Well, he asked himself to lunch, and looked over the house, and
decided to ask Miss Emily if she would sell an old Japanese cabinet
inlaid with mother of pearl that I would not have had as a gift.
And, in the end, I told him my trouble, of the fear that seemed to
center around the telephone, and the sleep-walking.

He listened carefully.

"Ever get any bad news over the telephone?" he asked.

One way and another, I said I had had plenty of it. He went over
me thoroughly, and was inclined to find my experience with the
flour rather amusing than otherwise. "It's rather good, that,"
he said. "Setting a trap to catch yourself. You'd better have
Maggie sleep in your room for a while. Well, it's all pretty
plain, Miss Agnes.

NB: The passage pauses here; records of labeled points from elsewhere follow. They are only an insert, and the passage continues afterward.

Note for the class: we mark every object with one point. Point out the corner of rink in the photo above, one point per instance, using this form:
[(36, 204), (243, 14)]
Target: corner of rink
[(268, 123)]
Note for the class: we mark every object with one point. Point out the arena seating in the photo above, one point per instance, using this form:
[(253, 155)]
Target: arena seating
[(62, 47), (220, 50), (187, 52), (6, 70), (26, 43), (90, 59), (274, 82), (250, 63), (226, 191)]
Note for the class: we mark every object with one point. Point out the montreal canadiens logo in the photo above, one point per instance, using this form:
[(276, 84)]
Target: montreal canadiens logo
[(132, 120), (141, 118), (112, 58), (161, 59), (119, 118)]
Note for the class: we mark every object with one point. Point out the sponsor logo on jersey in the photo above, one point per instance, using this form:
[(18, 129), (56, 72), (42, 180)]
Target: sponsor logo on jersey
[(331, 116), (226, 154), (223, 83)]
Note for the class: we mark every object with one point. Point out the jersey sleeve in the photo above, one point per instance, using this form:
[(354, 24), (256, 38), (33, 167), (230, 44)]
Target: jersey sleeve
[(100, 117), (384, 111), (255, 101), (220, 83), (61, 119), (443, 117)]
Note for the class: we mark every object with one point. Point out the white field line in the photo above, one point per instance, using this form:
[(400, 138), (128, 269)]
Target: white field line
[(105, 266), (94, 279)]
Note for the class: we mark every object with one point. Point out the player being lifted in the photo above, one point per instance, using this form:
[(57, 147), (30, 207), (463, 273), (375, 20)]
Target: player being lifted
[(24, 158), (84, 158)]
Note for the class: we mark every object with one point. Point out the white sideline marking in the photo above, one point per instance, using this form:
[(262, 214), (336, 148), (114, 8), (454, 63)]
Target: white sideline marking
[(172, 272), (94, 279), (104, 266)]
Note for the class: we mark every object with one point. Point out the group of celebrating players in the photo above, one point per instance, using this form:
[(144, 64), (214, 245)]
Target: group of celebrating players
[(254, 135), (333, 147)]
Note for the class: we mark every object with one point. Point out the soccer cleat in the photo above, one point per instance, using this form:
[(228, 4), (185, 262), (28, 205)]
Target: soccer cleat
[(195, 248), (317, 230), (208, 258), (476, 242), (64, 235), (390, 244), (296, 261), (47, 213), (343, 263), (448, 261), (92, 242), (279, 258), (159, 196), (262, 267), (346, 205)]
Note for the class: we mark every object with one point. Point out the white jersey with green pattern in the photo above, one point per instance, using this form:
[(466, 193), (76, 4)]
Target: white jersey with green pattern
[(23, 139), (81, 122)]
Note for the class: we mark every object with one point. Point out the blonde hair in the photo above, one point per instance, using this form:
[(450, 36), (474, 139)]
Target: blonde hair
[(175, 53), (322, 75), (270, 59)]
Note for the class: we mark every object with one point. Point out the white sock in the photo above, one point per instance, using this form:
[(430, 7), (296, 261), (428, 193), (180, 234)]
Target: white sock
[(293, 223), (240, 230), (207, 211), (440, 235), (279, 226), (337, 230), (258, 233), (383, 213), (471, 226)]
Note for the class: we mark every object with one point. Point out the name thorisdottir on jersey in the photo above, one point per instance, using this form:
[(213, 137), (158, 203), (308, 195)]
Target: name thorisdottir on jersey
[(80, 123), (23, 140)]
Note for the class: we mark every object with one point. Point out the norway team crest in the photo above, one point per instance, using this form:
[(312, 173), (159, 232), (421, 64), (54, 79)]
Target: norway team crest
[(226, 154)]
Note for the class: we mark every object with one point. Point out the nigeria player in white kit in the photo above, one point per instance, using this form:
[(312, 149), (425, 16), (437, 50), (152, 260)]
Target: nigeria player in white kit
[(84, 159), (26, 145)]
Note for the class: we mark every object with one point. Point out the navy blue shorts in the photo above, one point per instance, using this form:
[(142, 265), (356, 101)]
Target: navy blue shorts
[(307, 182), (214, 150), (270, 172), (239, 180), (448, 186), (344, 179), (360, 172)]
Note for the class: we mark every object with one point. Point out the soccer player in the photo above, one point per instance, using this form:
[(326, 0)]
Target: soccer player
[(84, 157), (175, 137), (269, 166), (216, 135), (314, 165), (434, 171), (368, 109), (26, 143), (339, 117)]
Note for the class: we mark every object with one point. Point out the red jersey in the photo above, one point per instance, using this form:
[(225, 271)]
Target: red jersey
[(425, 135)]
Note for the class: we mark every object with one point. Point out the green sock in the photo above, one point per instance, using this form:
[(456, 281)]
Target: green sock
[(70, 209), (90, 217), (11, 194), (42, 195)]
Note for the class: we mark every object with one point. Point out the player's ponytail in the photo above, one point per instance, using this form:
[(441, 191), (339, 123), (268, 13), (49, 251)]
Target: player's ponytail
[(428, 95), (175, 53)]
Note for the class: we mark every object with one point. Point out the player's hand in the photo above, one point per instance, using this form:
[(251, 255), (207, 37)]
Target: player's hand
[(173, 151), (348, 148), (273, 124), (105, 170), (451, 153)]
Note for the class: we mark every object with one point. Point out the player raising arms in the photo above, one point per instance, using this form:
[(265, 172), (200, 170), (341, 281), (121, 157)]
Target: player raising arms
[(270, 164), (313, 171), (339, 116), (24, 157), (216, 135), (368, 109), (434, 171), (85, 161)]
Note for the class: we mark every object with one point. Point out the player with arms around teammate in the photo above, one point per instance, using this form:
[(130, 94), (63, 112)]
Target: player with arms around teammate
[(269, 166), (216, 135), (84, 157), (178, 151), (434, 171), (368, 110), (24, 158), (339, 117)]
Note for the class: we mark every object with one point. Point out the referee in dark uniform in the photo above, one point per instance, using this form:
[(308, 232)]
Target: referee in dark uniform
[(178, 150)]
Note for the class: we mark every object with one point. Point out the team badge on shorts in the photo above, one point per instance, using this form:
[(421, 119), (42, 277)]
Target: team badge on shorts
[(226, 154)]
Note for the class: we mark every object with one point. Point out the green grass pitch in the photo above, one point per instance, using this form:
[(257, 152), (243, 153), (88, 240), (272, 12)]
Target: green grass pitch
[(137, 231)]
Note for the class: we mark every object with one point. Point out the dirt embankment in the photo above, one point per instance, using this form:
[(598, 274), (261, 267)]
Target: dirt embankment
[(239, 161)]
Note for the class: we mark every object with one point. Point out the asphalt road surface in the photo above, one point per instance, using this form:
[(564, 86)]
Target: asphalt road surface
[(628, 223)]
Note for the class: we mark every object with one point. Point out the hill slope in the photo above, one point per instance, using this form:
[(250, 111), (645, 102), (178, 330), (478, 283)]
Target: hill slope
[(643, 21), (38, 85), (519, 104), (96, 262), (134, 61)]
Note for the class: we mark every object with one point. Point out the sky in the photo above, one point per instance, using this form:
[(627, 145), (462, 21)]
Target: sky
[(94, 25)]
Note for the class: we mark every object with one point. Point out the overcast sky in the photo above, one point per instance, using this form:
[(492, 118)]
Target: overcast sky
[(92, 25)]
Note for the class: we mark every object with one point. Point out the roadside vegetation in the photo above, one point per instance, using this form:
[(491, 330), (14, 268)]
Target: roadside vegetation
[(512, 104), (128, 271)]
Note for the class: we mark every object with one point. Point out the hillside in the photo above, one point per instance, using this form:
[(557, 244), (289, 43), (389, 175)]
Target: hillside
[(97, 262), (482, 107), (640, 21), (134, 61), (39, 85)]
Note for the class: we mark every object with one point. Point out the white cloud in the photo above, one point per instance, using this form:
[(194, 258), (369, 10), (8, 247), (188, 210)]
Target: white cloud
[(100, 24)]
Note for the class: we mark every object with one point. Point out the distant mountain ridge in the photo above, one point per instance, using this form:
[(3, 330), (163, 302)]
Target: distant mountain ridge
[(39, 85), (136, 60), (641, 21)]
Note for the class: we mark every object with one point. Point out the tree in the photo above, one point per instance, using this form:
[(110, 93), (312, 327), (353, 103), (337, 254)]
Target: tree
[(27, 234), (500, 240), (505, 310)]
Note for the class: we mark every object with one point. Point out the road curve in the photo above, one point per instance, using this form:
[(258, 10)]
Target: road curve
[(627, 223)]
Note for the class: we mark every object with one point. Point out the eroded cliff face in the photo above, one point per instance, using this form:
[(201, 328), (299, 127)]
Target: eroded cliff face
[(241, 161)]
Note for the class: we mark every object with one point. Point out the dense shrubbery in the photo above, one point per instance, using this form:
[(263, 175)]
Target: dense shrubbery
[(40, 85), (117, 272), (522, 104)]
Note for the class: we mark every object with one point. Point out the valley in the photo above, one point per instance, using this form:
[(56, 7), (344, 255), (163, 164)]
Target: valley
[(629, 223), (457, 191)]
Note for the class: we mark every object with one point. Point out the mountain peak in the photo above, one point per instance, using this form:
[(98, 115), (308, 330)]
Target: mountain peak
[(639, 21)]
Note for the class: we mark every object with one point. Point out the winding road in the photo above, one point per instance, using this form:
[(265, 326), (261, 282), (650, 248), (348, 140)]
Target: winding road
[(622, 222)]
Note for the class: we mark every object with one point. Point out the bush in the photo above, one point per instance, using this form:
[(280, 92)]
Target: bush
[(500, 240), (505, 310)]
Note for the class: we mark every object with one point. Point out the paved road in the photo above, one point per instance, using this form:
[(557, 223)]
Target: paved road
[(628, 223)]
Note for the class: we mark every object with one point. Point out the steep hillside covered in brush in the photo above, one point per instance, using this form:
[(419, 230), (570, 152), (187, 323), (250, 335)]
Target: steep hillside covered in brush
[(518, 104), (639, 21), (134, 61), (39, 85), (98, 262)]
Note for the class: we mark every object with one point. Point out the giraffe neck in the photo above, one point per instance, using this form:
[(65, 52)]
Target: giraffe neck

We bury some things as deep as possible,
especially if we don't want to remember that they ever happened.
But the mind's a queer thing. It holds on pretty hard, and burying
is not destroying. Then we get tired or nervous--maybe just
holding the thing down and pretending it is not there makes us
nervous--and up it pops, like the ghost of a buried body, and
raises hell. You don't mind that, do you?" he added anxiously.
"It's exactly what those things do raise."

"But," I demanded irritably, "who rings the telephone at night?
I daresay you don't contend that I go out at night and call the
house, and then come back and answer the call, do you?"

He looked at me with a maddening smile.